“Suspect is too strong a word,—but my theory is that Kimball Webb abducted himself, with the connivance and help of his butler and chauffeur.”

“And the knowledge and consent of his mother and sister?”

“That I’m not so sure of. But looked at from the viewpoint of plain common sense, there seems to me no other way for that man to have gotten out of that room and out of that house, but to have walked out voluntarily.”

“And the locked doors?”

“A fabrication of the said servants. You may theorize and talk fairy tales all you like, but there’s no other rational explanation.”

“And the motive?”

“I can’t say. Quite aside from the rudeness and impoliteness of hinting any lack of his desire to marry Miss Powell, I can’t believe such a thing could be true. I’m positive that man, when at his own bachelor dinner, at which I was present, expected and intended to become a bridegroom the following day. Now, I believe something transpired, after his return home, that made it impossible or undesirable that he should be married. I can’t say what,—for I’ve no idea,—but something pretty big and unavoidable.”

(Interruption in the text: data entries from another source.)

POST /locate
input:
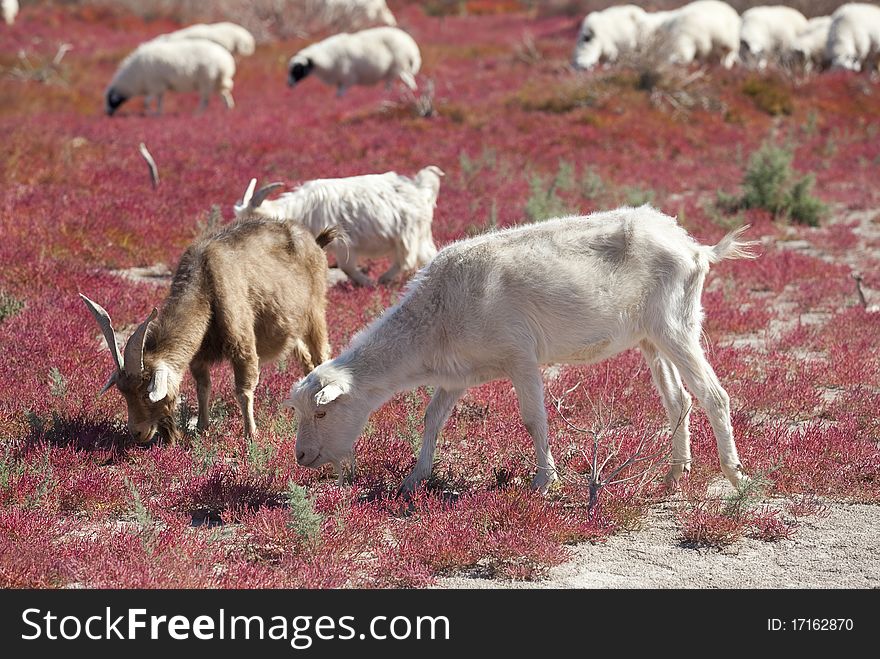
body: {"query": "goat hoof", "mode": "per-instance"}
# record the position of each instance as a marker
(674, 475)
(409, 485)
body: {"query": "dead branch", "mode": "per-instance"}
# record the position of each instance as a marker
(151, 164)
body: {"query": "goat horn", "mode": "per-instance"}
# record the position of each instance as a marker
(134, 349)
(106, 326)
(110, 382)
(248, 194)
(261, 194)
(151, 164)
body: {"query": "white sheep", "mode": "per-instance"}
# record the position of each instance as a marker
(769, 32)
(351, 13)
(810, 44)
(698, 31)
(10, 10)
(359, 58)
(569, 290)
(186, 65)
(377, 214)
(854, 37)
(234, 38)
(605, 35)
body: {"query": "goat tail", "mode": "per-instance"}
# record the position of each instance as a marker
(327, 236)
(731, 247)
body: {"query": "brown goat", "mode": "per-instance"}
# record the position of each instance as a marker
(248, 293)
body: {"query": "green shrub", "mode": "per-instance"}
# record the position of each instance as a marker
(769, 183)
(9, 306)
(769, 94)
(303, 518)
(543, 202)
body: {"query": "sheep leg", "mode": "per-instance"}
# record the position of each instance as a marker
(435, 416)
(677, 404)
(530, 393)
(347, 260)
(390, 274)
(730, 59)
(698, 374)
(407, 78)
(316, 339)
(226, 95)
(202, 375)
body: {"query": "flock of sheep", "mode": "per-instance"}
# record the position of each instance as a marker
(200, 58)
(573, 290)
(706, 29)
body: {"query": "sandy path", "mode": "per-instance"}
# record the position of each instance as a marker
(838, 551)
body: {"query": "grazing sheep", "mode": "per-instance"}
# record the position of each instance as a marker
(234, 38)
(810, 44)
(10, 10)
(854, 37)
(700, 30)
(185, 65)
(377, 214)
(359, 58)
(606, 34)
(248, 293)
(352, 13)
(569, 290)
(769, 32)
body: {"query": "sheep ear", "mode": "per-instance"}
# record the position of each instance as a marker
(328, 394)
(158, 387)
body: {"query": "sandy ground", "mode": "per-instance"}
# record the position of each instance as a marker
(841, 550)
(837, 551)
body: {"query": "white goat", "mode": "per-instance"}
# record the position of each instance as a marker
(810, 45)
(377, 214)
(234, 38)
(10, 10)
(351, 13)
(569, 290)
(605, 34)
(854, 37)
(187, 65)
(698, 31)
(359, 58)
(769, 32)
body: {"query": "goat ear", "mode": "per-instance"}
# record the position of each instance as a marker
(110, 382)
(261, 194)
(329, 393)
(158, 387)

“You mean something disgraceful?” the blue eyes of his questioner looked into his own.

The steel grey eyes of Fenn Whiting met the others squarely.

“I don’t want to say that,” he spoke slowly, “but it may have been. Better men than Kimball Webb have been brought to bay by force of circumstances; wiser men than he have been the victims of blackmailing schemes; stronger men than he have met disaster through no fault of their own. I make no suggestions,—I have none to make,—but I maintain the only logical theory of Webb’s disappearance is that he went voluntarily, if not willingly.”